Abstract: This thesis addresses a problem arising in large and expensive experiments where statistical analyses are restricted to a subset of a large initial dataset. This may be due to practical, economic, or computational constraints. Choosing this subset in a manner that captures as much information as possible is essential. Using finite population sampling methodology, we address the problem of optimal subsample selection. We derive optimal sampling schemes for a general class of estimators, optimality criteria, and subsampling designs. We present an adaptive subsampling framework where the information needed for the optimisation is acquired gradually during the sampling process, and study the asymptotic properties of the resulting estimators.
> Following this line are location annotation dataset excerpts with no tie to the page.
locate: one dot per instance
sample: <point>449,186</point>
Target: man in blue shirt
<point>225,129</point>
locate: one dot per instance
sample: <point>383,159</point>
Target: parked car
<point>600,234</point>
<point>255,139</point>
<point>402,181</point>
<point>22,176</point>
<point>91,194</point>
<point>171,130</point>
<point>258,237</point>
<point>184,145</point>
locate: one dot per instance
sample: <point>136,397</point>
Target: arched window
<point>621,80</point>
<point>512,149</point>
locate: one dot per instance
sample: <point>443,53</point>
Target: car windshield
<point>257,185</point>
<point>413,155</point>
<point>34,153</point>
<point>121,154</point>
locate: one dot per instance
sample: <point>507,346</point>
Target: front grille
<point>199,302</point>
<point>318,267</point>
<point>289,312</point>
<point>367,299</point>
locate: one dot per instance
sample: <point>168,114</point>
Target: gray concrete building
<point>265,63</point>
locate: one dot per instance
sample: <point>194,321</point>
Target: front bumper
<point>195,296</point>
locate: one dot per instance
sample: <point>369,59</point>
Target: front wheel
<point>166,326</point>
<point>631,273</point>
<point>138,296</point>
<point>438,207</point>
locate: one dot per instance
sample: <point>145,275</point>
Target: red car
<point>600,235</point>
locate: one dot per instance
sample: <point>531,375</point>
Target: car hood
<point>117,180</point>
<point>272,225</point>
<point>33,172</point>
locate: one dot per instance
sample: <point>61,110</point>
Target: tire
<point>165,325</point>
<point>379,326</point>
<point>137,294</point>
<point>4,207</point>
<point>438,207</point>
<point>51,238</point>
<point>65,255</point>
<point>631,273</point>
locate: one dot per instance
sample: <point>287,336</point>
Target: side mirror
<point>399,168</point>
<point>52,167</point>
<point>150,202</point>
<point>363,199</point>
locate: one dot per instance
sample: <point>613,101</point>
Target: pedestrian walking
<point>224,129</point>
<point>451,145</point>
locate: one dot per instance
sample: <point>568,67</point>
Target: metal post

The proposed methods are illustrated and evaluated on three problem areas: on subsample selection for optimal prediction in active machine learning (Paper I), optimal control sampling in analysis of safety critical events in naturalistic driving studies (Paper II), and optimal subsampling in a scenario generation context for virtual safety assessment of an advanced driver assistance system (Paper III). In paper IV we present a unified theory that encompasses and generalises the methods of Paper I–III, with examples on parametric density estimation, regression modelling, and finite population inference. In Paper I–III we demonstrate a sample size reduction of 10–50% with the proposed methods compared to simple random sampling and traditional importance sampling methods, for the same level of performance. We propose a novel class of invariant linear optimality criteria, which in Paper IV are shown to reach 92–99% D-efficiency with 88–96% lower computational demand.